As we age, we experience varied types of losses. These can include loss of job through retirement, loss of independence through changes in health, loss of close friends and loved ones through death and loss of one’s home and community ties.
Multiple losses can become layered grief or cumulative grief. Cumulative grief is accumulated losses disrupting the normal grief process because of the frequency and intensity of the losses. We may notice physical, emotional, social and spiritual responses due to these layers of grief. We don’t always have time to process each loss or integrate it into our lives before suffering another loss.
Dealing with grief is a unique, individual experience without a timetable or schedule. Below are some suggestions about coping with and adjusting to cumulative losses:
• Be patient and gentle with yourself.
• Get enough rest and regular exercise, and eat a healthy diet. Grief has many physical symptoms. Taking care of your physical body is important when grieving.
• Cry. There are many health benefits to crying, including relieving stress, lowering blood pressure and promoting healing.
• Avoid negative habits including drug or alcohol abuse and overeating; these behaviors can mask the grief process.
• Make a list of the activities you enjoy, such as walking, gardening and reading.
• Celebrate your creativity by journaling, painting or drawing, singing, playing an instrument or building.

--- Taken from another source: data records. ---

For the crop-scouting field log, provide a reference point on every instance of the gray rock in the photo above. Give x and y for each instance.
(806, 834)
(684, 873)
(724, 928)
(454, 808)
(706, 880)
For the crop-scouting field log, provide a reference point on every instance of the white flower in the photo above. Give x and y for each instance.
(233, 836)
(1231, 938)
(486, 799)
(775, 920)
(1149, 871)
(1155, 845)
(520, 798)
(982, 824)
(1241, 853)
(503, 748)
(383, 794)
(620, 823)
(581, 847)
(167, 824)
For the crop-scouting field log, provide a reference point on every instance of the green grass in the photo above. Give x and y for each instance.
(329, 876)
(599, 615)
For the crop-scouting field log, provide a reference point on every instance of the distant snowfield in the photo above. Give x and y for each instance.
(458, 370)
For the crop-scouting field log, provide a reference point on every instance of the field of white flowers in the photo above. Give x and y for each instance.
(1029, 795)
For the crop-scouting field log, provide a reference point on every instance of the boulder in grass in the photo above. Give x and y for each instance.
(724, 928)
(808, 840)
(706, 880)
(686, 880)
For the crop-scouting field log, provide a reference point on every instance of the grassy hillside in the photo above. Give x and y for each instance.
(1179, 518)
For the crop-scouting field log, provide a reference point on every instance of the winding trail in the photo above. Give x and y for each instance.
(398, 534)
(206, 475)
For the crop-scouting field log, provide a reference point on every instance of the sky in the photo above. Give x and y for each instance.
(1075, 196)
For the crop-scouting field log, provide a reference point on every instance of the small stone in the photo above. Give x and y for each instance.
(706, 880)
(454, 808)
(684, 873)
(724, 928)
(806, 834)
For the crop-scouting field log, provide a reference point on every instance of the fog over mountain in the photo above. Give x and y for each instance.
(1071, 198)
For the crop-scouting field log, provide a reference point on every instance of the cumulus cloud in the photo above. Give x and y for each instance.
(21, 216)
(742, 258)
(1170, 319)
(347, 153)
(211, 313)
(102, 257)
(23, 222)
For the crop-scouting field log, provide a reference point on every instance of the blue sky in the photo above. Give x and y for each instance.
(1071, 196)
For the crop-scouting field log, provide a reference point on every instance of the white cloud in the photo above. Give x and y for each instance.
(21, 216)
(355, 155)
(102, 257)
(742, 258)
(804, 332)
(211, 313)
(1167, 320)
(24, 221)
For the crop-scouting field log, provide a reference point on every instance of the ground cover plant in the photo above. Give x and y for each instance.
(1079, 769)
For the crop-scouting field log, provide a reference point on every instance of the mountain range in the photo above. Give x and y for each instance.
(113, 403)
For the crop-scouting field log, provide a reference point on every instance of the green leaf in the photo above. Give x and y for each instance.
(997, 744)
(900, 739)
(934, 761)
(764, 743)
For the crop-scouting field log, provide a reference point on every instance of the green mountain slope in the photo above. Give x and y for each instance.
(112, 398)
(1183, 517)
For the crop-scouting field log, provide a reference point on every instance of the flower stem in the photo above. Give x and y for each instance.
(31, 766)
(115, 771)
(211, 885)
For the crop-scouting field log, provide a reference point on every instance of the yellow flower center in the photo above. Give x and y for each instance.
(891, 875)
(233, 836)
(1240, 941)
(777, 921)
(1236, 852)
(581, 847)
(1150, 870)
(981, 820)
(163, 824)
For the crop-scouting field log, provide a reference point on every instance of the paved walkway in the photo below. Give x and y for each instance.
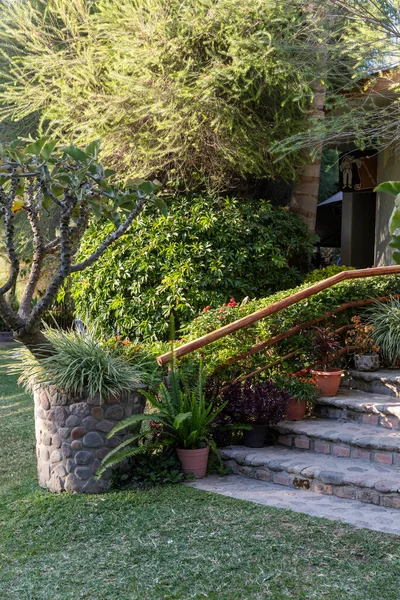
(355, 513)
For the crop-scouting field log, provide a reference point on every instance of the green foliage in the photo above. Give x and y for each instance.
(393, 188)
(321, 274)
(219, 352)
(148, 470)
(186, 417)
(196, 90)
(80, 364)
(384, 319)
(206, 251)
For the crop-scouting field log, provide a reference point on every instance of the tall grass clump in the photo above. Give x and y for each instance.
(81, 364)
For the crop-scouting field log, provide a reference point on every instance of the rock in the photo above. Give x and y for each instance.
(79, 409)
(93, 440)
(64, 432)
(83, 472)
(83, 457)
(77, 444)
(60, 471)
(90, 423)
(97, 413)
(73, 421)
(105, 426)
(102, 453)
(66, 449)
(55, 456)
(56, 441)
(72, 484)
(78, 432)
(114, 412)
(70, 465)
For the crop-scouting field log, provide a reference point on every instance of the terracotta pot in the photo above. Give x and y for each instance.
(296, 410)
(255, 437)
(366, 362)
(194, 461)
(328, 382)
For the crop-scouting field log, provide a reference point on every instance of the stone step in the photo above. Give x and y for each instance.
(361, 407)
(368, 482)
(341, 439)
(384, 381)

• Connect or re-connect with your faith community to strengthen your relationship with and trust in God.
• Join a support group, in person or online.
• Look for supportive resources on managing grief through self-help books, articles and websites.
If you feel like grief is disabling or interfering with your ability to function in daily routines and activities, consider seeking professional help from a counselor, therapist or spiritual leader. Remember to be patient, gentle and accepting of yourself and your timetable of grieving, as you work through the layers of loss. The layers of loss you grieve today are a part of the people, life and activities you have loved. Helen Keller wrote, “What we have once enjoyed deeply we can never lose. All we love deeply becomes a part of us.”